What they soon discovered was that they did not have nearly the behavioral health resources needed to diagnose and treat the many patients actively symptomatic with undiagnosed depression symptoms. So they had to hire more.
Mental health care is health care. Mental health conditions affect pain, wellbeing, immunity, function, disease self-management, capacity...literally every aspect of the human condition. And Northwell has said "this is not just primary care's job or behavioral health's job, we all own this, together.”
That’s the kind of innovation that’s so wild, it just might work. It could change the world.
Sarah Coombs (National Partnership for Women & Families), Ramsey Abdallah (Northwell Health), Sean Hogan (Innovacer)
Innovations in Senior-Focused Primary Care
The final panel showcased innovations in care for seniors. Duet: Partners in Health & Aging is empowering nurse practitioners to lead practices in underserved areas, Oak Street Health is leveraging team-based care for dual-eligible patients, and Blue Zones Health is making lifestyle medicine the foundation of primary care. CenterWell (Humana) is building deep, relationship-based care at scale, with a rigorous onboarding process for clinicians.
Technology is enabling much of this transformation. We were proud to hear Elation Health called out as an EHR that enables tracking of patient behaviors over time—Dr. Wayne Dysingereven said it was “more user-friendly than Epic,” which made our day. Other tools like AI-powered scribes and Salesforce CloudCoach are also helping practices streamline workflows and engage patients and caregivers.
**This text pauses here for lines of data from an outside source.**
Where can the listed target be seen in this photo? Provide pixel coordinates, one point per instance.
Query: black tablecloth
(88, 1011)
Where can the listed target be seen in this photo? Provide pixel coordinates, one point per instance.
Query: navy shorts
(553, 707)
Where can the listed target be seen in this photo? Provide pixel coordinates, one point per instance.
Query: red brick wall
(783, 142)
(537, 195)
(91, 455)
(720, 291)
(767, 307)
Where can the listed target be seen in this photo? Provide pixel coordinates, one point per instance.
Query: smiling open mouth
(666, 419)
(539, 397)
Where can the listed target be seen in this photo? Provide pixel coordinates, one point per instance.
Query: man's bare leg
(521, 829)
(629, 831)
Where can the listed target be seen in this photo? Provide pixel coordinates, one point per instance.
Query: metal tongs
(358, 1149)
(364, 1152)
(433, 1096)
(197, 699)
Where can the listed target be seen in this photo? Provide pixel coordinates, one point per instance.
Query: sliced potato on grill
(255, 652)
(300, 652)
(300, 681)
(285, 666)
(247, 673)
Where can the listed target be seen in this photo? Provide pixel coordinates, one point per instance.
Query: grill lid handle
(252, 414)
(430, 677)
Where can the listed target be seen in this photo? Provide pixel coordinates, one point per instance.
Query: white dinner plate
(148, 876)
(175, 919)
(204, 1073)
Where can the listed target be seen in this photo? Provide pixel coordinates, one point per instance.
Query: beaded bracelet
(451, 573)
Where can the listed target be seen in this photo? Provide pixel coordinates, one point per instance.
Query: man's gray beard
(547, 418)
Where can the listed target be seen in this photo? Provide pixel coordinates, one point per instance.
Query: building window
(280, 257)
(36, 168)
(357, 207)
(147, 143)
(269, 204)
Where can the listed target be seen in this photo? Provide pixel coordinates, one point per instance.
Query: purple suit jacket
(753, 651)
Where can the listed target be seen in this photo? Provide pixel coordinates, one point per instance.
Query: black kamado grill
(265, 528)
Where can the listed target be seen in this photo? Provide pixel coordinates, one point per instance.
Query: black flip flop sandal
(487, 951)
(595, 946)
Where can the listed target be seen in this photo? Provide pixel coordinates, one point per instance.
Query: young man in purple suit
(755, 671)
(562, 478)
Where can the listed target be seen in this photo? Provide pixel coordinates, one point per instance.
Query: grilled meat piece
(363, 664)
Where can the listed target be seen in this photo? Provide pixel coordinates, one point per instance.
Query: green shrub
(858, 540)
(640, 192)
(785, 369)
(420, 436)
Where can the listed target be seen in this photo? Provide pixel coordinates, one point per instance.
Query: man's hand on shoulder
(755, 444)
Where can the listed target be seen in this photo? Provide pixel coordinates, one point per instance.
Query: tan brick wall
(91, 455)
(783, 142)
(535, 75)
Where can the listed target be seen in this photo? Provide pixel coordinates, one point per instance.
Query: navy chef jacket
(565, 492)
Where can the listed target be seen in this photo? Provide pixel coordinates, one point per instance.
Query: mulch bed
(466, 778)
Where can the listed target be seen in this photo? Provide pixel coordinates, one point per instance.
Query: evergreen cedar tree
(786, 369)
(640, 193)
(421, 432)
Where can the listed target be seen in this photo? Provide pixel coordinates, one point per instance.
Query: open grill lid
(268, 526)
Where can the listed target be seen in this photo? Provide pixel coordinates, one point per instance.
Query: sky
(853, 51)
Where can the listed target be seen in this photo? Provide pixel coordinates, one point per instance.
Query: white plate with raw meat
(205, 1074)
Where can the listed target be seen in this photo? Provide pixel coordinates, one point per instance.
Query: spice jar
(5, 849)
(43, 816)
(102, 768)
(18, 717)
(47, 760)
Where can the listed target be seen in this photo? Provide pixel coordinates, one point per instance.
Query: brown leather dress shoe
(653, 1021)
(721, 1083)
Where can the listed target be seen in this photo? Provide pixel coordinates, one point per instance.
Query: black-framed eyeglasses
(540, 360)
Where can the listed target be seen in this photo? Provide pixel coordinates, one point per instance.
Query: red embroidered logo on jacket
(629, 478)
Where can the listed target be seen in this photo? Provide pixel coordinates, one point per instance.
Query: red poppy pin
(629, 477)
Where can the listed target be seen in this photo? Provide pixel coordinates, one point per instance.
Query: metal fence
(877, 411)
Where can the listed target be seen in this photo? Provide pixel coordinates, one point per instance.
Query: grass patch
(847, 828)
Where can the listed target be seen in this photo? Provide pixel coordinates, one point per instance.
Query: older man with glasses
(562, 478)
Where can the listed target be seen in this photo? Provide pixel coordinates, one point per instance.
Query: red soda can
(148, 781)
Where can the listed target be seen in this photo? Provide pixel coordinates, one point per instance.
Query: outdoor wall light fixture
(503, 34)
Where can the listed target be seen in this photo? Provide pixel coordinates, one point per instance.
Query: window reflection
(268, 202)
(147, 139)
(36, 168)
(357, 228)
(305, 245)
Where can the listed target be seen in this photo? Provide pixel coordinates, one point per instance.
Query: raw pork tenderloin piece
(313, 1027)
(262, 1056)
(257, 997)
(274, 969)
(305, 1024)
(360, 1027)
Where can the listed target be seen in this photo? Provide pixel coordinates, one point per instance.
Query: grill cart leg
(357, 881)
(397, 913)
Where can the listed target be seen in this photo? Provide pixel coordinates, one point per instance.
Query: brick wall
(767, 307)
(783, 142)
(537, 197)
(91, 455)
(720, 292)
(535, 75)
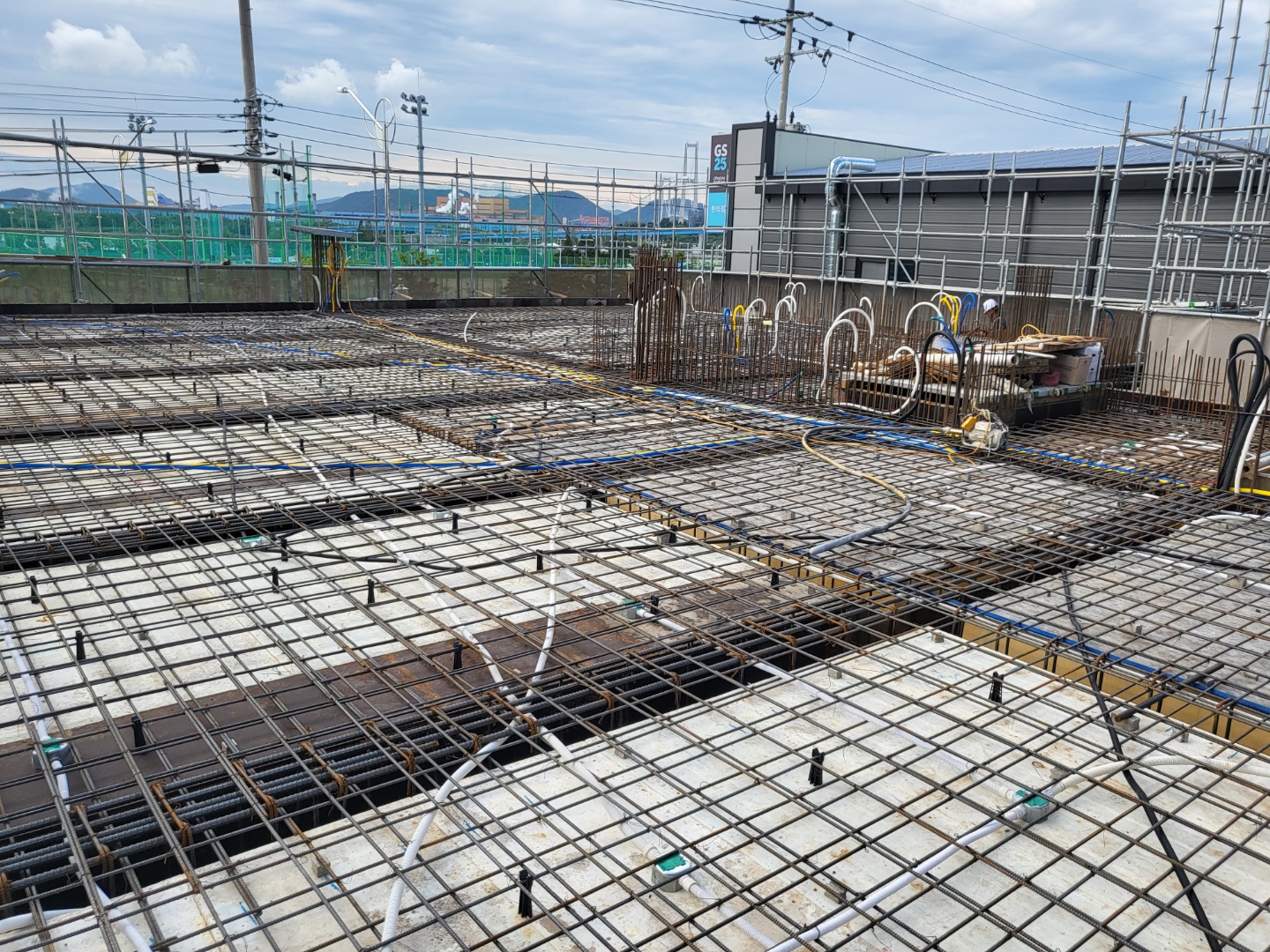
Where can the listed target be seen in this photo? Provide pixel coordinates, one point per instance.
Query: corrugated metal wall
(977, 239)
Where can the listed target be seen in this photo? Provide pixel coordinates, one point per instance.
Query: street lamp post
(383, 131)
(140, 124)
(417, 106)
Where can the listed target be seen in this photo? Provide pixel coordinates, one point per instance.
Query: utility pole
(787, 61)
(417, 106)
(140, 124)
(254, 138)
(787, 58)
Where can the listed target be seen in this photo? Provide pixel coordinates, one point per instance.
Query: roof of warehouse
(1080, 158)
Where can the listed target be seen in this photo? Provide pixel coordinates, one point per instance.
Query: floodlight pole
(417, 106)
(383, 129)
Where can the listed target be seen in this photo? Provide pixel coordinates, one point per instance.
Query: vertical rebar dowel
(526, 906)
(816, 776)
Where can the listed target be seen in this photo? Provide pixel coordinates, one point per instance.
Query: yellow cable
(587, 383)
(877, 480)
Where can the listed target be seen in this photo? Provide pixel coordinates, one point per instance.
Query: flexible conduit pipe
(855, 340)
(1247, 444)
(912, 394)
(914, 310)
(791, 309)
(32, 689)
(549, 635)
(421, 830)
(889, 889)
(828, 268)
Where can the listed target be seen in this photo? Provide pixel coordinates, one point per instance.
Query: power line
(1042, 46)
(857, 34)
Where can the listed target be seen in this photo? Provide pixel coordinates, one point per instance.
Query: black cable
(1152, 816)
(921, 372)
(1246, 409)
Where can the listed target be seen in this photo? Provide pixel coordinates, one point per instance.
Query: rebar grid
(358, 603)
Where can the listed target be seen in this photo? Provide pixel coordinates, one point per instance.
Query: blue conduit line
(248, 467)
(381, 464)
(418, 365)
(658, 391)
(1117, 659)
(957, 603)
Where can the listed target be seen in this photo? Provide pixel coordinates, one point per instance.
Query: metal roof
(1021, 160)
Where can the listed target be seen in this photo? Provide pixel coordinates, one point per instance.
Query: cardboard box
(1068, 357)
(1072, 368)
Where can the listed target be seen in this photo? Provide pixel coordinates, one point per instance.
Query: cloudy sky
(586, 84)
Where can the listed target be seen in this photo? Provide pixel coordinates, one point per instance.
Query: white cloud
(176, 58)
(115, 49)
(398, 79)
(315, 84)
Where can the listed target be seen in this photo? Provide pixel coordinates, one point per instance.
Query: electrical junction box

Medicare Advantage is playing a key role in financing these innovations, allowing for front-loaded investments in team-based care that pay off in better outcomes over time. There’s a vision emerging of primary care that’s more flexible, team-based, and tech-enabled, with clinical decision support and eConsults helping manage specialty care access.
Final Reflections
Attending the Summit reinforced our belief that independent primary care is not just worth saving—it’s essential to the future of American healthcare. The path forward is complex, with policy, payment, technology, and trust all playing critical roles. But we left feeling hopeful. At Elation Health, we’re not just keeping up with the change—we’re helping to lead the way.
If you’re passionate about rescuing independent primary care, now is the time to get involved, share your voice, and push for the changes we know are possible.